Kemal Sunal: Türk Sinemasının Unutulmaz Yüzü
Kemal Sunal, 11 Kasım 1944 tarihinde İstanbul’da dünyaya geldi. Mimar Sinan İlkokulu ve Vefa Lisesi’ni tamamlayan sanatçı, eğitim hayatını 11 yılda bitirdi. Daha sonra Marmara Üniversitesi Gazetecilik Bölümü’nde eğitim almasına rağmen, 12 Eylül 1980 tarihinde bu eğitimini yarıda bıraktı. Üniversite yıllarında ve sonrasında Emayetaş Fabrikası’nda çalıştı; ancak tiyatro ve sinema dünyasına adım atmadan önce elektrikçi çıraklığı yaparak iş yaşamına erken yaşta atıldı.

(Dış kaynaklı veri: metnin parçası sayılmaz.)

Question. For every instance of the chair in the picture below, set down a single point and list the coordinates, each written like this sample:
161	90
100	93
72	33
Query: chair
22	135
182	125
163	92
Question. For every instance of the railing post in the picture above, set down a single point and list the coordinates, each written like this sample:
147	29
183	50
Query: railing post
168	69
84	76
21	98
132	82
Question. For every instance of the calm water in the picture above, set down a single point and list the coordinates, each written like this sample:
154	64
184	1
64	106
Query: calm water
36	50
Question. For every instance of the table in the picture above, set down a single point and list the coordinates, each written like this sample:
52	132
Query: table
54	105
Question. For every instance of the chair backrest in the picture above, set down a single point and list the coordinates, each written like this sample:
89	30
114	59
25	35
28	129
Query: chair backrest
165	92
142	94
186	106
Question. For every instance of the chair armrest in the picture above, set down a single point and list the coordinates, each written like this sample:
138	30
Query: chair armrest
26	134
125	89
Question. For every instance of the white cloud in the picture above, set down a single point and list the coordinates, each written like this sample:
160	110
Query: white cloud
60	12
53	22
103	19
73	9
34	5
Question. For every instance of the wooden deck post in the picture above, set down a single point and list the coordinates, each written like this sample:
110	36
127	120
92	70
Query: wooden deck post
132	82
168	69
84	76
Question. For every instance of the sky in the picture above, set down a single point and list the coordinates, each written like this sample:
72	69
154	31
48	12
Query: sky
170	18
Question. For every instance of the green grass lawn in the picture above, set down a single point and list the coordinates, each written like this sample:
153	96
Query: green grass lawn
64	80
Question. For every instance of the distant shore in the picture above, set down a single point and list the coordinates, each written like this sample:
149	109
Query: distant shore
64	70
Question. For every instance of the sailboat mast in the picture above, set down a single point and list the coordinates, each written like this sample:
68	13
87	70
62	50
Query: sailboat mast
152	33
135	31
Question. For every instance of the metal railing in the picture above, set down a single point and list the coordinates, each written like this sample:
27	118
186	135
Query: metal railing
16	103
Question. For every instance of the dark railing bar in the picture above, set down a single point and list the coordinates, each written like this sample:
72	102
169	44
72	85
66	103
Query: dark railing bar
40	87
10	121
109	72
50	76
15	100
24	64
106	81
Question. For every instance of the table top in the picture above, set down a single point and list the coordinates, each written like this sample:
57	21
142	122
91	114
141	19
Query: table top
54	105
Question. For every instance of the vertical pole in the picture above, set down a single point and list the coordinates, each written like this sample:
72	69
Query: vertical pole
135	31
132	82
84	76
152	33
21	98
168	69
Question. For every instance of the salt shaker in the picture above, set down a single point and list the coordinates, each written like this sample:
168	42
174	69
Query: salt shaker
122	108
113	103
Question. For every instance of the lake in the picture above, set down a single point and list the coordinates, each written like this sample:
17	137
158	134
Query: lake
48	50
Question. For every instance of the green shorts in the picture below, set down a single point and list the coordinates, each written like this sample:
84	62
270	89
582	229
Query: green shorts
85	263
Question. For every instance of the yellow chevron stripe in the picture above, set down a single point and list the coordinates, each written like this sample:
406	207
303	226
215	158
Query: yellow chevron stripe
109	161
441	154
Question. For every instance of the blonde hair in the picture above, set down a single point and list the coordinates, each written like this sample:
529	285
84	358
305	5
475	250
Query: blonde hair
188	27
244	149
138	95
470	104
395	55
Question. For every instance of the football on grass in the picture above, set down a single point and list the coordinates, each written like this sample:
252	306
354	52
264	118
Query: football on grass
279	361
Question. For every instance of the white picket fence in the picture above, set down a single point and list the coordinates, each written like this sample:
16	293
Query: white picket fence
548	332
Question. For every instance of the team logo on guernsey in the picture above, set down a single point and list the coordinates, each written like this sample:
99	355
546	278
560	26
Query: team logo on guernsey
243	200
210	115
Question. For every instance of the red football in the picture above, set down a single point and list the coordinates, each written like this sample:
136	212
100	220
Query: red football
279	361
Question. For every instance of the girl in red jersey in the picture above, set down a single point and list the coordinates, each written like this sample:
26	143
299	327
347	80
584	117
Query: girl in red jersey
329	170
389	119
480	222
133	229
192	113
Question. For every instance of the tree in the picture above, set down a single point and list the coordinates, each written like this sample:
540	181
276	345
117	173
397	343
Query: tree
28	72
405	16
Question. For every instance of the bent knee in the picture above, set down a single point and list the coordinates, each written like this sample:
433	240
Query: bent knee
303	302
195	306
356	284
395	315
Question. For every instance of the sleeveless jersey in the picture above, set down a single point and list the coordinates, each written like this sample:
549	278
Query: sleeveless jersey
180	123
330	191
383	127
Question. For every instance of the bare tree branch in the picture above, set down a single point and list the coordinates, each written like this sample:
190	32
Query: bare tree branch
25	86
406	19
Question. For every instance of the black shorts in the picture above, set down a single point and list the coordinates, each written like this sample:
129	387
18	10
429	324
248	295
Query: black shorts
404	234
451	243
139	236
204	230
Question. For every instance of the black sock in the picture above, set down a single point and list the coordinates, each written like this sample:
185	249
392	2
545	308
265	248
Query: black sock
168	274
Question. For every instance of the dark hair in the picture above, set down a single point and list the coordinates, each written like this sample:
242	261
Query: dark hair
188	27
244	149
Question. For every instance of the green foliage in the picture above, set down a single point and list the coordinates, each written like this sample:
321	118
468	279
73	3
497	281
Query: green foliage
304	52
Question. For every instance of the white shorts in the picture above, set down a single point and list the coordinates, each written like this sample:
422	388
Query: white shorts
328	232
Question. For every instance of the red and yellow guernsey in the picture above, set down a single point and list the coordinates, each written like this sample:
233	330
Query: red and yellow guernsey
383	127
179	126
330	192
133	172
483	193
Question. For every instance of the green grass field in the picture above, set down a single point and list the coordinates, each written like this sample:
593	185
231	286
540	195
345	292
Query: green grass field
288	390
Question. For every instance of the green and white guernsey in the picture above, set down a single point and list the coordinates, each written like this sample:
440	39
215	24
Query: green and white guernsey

“Yaz tatillerinde çalışırdım” Kemal Sunal, bir röportajında, erken yaşta iş hayatına girmesinin sebeplerinden birini “Ekonomik durumumuz iyi değildi. Babam Migros’tan emeklidir. Yaz tatillerinde ayakkabı ve kitap parasına yardımcı olmak için çalışırdım” sözleriyle açıkladı. Lise yıllarında tiyatroya olan ilgisi giderek arttı; okulda düzenlenen müsamerelerde yer aldı ve ‘Zoraki Tabip’ adlı tiyatro oyununda rol aldı. Vefa Lisesi’ndeki felsefe öğretmeni Belkıs Balkır sayesinde ünlü tiyatrocu Müşfik Kenter ile tanışarak, profesyonel oyunculuk kariyerine Kenterler Tiyatrosu’nda adım attı ve burada uzun yıllar sahne aldı.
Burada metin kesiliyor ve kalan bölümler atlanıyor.